When more than 100,000 railroad workers carried out the first national strike in the United States, it started in Baltimore at Camden Yards on July 16, 1877 as workers resisted a second round of pay cuts on the B& O Railroad.
Local labor educator and organizer Bill Barry has been a driving force behind the recent surge in historical work around Baltimore's role in kicking off one of the biggest strike waves this country has ever seen, including playing a key role in getting the first official historical marker placed commemorating the strike. And now he's collected his extensive research in the definitive account of how the great railroad strike began in Charm City.
The 1877 Railroad Strike in Baltimore focuses in detail on the weeks of the strike both in
Baltimore, where two other strikes in the city were also in progress and 10 innocent bystanders were murdered by the Maryland militia near Baltimore City Hall, and on related strikes across the country.
The book emphasizes that the strike became an epic moment not just in labor history but in US history, as it provoked critical issues, like the role of the federal government, the need for standing armies and the role of workers in an industrial society. The book also considers the political controversies of the time and the Red Scare that accompanied the strikes.

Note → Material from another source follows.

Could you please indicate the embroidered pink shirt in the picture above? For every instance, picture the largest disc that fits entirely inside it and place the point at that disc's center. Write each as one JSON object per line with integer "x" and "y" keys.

The 1877 Railroad Strike in Baltimore covers the development of railroads as a national industry, and particularly the history of the B & O, early labor disputes and unionism on the railroads, the immigrant and working-class communities of Baltimore, and community support for the strikers. It uses original research from newspapers and committee hearings, minutes from the Hayes administration, as well as documents from the archives of the B & O Museum—including the notorious Gatling Letter—and even a section of poems about the strike, created by students in Baltimore. There are numerous period graphics and color photographs to illustrate the history.